Present Bias (Quasi-Hyperbolic Time discounting)
This section deals with a present bias model and the ramifications. Most readers will be vaguely familiar with utility discounting model. For every time unit further away, the value is discounted by delta. In this utility model, there is one additional step. The consumer has an additonal discount (beta) for every time period not today.
A question from a Graduate Microeconometrics assignment (you don't have to solve it)
It is Tuesday morning. Antoine needs to study during one full day for his micro exam on Thursday morning. His cost of studying for one day is 2. His benefit from passing the exam is 3. Antoine will pass the exam if and only if he studies during at least one full day. Assume that Antoine is a quasi-hyperbolic discounter with Beta=0.5 and delta=1, the time unit is one day. When will Antoine study in the absence of commitment? How much is Antoine willing to pay today for a commitment device that forces him to study today? How about a device that forces him to study on Wednesday?
If someone feels the urge to write out the answer, that's a professional procrastinator. My main motivation for including the entire question is this is what passes for humor in Economics. I assume my Professor was writing the questions for the exam, and he took inspiration quite literally. It also doubled as a silent rebuke to those who didn't study properly.
Moving past the working answer, Antoine is a procrastinator. He can rationally plan out the course of action for tomorrow and the future. However, when tomorrow becomes today, he is biased towards being happy today and ends up procrastinating. The final result is regret on the exam day. The second objective is that Antoine, as a self-aware procrastinator, can commit to a study plan when he is still rational. In a world of procrastinators, can longtermism do the same?

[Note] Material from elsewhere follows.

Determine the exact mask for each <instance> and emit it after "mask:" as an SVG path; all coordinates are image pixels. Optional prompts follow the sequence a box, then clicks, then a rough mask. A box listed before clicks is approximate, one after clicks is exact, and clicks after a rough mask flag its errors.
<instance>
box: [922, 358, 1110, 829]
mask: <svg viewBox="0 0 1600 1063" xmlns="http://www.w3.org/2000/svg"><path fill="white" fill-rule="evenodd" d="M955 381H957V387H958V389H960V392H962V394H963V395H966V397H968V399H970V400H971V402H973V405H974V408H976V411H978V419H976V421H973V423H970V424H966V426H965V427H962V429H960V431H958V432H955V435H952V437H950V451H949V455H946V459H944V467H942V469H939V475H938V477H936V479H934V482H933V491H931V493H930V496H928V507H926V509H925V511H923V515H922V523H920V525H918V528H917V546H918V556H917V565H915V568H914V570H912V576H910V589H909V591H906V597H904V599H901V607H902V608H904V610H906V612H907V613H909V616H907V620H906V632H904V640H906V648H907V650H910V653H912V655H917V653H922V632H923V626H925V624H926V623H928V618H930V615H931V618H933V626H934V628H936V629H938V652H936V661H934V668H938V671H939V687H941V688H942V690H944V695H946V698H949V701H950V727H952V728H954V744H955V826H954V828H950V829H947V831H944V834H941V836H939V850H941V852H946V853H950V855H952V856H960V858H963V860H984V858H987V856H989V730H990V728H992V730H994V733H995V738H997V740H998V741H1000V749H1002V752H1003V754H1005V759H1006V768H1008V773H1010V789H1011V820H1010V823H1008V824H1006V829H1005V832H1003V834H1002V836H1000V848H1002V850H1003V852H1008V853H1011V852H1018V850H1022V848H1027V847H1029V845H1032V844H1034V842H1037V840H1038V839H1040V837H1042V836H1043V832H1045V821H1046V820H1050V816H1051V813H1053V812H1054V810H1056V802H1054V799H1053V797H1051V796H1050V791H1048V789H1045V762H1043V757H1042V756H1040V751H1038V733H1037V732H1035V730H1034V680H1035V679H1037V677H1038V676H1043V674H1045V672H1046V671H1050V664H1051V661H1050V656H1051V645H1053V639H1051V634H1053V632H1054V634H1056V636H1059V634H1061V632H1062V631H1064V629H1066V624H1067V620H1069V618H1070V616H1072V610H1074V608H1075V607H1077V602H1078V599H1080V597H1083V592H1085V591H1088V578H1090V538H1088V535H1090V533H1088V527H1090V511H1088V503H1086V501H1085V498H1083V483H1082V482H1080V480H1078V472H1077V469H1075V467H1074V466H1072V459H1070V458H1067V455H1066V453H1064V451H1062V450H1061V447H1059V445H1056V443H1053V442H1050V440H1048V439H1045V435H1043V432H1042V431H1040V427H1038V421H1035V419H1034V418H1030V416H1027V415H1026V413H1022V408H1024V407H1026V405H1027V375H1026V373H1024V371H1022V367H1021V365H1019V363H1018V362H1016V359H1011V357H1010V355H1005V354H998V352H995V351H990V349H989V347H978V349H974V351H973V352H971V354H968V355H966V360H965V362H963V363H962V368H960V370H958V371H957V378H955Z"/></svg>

Discipline for Procrastinators
Models for evaluating future welfare in Economics are a subject of academic discussion. That's a polite way of saying there are multiple schools of thought who happily write multiple papers relying on different assumptions with no simple straight answer. However, I do think that this model is powerful for a simple reason.

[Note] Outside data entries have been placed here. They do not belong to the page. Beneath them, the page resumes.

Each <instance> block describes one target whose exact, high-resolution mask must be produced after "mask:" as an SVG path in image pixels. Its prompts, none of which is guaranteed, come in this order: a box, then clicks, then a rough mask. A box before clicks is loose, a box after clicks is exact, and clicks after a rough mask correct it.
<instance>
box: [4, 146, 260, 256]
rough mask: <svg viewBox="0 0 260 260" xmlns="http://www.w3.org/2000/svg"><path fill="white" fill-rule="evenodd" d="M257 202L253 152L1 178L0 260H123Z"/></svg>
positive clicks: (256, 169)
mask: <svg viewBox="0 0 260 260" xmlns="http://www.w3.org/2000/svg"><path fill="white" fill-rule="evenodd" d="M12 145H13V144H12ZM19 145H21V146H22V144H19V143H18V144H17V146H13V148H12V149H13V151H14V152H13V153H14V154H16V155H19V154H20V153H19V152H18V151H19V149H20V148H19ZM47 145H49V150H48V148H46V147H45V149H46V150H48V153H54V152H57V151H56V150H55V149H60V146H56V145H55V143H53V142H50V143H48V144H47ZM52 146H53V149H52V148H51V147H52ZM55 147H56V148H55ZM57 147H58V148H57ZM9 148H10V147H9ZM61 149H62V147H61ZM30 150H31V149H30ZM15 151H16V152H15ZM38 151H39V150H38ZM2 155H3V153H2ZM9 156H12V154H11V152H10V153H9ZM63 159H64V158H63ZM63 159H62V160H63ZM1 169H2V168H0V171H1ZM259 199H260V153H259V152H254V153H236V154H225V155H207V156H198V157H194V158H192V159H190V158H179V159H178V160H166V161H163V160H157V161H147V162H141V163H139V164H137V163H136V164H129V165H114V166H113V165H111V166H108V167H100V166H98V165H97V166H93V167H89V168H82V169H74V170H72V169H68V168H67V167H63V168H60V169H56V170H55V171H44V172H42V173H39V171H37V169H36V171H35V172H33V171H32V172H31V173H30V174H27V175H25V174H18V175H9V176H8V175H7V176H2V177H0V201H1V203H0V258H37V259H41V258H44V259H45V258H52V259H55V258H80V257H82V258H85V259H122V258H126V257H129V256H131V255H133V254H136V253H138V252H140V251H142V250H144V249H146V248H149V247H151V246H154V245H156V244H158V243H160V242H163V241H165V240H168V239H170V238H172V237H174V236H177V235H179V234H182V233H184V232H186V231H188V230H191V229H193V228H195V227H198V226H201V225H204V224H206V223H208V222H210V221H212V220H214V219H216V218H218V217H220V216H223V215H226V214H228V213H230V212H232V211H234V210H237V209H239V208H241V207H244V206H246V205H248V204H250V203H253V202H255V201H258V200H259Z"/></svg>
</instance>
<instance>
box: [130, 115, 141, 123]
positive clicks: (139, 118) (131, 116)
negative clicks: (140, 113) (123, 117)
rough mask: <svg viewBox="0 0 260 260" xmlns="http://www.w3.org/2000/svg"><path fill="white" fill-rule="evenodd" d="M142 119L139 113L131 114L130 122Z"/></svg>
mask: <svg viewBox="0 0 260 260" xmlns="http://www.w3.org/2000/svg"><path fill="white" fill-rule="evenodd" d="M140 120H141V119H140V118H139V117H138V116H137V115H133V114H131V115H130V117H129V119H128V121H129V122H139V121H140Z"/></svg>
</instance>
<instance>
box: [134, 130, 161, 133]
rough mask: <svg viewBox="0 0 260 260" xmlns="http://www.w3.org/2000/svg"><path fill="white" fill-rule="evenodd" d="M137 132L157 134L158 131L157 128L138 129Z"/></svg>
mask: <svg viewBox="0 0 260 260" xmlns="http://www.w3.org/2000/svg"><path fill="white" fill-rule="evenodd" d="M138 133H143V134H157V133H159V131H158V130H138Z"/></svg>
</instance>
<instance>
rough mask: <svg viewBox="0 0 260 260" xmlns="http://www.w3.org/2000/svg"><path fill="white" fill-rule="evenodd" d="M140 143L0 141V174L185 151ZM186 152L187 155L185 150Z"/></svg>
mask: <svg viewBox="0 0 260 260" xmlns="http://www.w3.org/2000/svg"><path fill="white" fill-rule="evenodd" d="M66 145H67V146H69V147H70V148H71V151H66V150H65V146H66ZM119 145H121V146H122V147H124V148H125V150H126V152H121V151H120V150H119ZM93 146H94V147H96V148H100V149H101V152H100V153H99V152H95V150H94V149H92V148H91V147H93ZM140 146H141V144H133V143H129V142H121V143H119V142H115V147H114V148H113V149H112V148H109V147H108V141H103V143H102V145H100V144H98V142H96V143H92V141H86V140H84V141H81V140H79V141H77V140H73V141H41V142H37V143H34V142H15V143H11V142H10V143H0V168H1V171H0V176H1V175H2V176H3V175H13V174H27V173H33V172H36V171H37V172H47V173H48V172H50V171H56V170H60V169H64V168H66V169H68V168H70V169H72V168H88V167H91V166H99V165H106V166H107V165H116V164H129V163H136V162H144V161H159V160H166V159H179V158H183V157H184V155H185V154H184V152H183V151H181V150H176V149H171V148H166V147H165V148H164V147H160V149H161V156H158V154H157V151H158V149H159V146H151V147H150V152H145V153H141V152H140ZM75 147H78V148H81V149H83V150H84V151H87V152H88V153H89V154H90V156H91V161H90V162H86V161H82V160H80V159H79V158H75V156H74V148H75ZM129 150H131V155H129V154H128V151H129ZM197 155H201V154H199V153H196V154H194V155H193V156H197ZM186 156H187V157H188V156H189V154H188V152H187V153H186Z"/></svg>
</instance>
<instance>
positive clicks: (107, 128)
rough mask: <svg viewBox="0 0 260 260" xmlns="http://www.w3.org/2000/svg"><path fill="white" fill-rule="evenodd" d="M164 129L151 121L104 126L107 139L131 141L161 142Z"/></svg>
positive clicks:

People will procrastinate, and that's a problem for longtermism. Once tomorrow's imaginary pain becomes today's sacrifice, its human nature to procrastinate or try to have a good time even with a worse future. Climate change, AI risk, diets, etc all follow this pattern. Yes, procrastinators are great at making plans for tomorrow but are terrible at follow-through the next day. However, there is a particular time when people can make rational plans and create commitment mechanisms. Like Antoine in the question, give up on changing today but do it for tomorrow by creating the commitment device today.

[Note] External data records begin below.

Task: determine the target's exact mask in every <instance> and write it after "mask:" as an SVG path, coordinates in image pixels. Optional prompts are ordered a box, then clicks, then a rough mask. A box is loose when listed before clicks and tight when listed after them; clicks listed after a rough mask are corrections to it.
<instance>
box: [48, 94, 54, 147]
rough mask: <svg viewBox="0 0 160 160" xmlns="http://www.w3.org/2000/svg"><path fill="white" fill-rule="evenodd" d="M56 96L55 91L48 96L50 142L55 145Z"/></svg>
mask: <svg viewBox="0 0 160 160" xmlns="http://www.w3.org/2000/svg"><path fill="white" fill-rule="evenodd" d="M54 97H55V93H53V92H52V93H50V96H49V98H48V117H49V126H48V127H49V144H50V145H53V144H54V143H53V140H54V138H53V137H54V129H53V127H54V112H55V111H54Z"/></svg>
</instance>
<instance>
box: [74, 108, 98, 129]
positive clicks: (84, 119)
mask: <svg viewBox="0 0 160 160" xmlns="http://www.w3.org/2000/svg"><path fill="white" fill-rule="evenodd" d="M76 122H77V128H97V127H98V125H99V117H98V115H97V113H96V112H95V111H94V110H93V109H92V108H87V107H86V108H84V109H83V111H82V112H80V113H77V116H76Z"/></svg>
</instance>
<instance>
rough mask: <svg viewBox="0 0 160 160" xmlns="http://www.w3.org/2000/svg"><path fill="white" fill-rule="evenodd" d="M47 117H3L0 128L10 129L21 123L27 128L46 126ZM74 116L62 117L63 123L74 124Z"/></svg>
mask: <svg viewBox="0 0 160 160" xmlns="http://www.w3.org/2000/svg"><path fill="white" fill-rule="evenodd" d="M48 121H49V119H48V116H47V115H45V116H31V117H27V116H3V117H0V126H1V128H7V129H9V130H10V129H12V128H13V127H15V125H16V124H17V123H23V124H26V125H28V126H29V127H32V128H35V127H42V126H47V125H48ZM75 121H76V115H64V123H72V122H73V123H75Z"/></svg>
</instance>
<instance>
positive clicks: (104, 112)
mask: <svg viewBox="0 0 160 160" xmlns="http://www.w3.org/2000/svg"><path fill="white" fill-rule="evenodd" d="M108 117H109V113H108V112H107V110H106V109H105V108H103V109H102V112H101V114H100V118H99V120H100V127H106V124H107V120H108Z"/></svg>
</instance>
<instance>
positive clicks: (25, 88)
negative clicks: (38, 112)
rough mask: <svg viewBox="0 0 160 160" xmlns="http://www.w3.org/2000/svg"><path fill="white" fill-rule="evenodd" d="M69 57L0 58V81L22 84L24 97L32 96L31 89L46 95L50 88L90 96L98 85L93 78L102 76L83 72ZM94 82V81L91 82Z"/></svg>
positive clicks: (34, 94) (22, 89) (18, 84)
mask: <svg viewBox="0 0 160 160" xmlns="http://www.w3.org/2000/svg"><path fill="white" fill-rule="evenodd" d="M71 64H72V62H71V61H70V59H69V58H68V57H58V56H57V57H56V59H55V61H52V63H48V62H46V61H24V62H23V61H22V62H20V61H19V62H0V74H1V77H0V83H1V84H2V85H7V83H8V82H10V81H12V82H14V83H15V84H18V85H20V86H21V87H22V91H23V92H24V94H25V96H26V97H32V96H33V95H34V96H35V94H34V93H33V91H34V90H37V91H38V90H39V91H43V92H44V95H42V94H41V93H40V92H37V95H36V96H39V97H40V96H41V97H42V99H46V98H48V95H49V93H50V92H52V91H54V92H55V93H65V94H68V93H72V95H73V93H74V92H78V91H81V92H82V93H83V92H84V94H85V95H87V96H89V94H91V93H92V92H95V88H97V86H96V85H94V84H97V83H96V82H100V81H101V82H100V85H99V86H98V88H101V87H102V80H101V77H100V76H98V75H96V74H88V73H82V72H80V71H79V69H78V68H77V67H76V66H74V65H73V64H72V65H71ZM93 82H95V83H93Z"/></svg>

The flip side of a procrastinator is they undervalue tomorrow's sacrifice. Normally, this is bad with good intentions lasting as long as New Year's resolutions, but it can also be useful. The right course of action is to gather the stakeholders, convince them of the general importance of a policy, create a regulatory scheme (with punishments and rewards) far in the future, and have them sign on to it. When the time approaches, they may have second thoughts, but it would be far more difficult to fall off. So far, commitment devices have been used abstractly, but could in practice mean almost any regulatory tool. This might be the subject for a future me.
Note - I would like to say that the last minute post for the essay competition was intentional as the title may suggest. It was not. Thanks to the other post on Longtermism wanting everyone to be irrational generous heros that inspired this light-hearted work.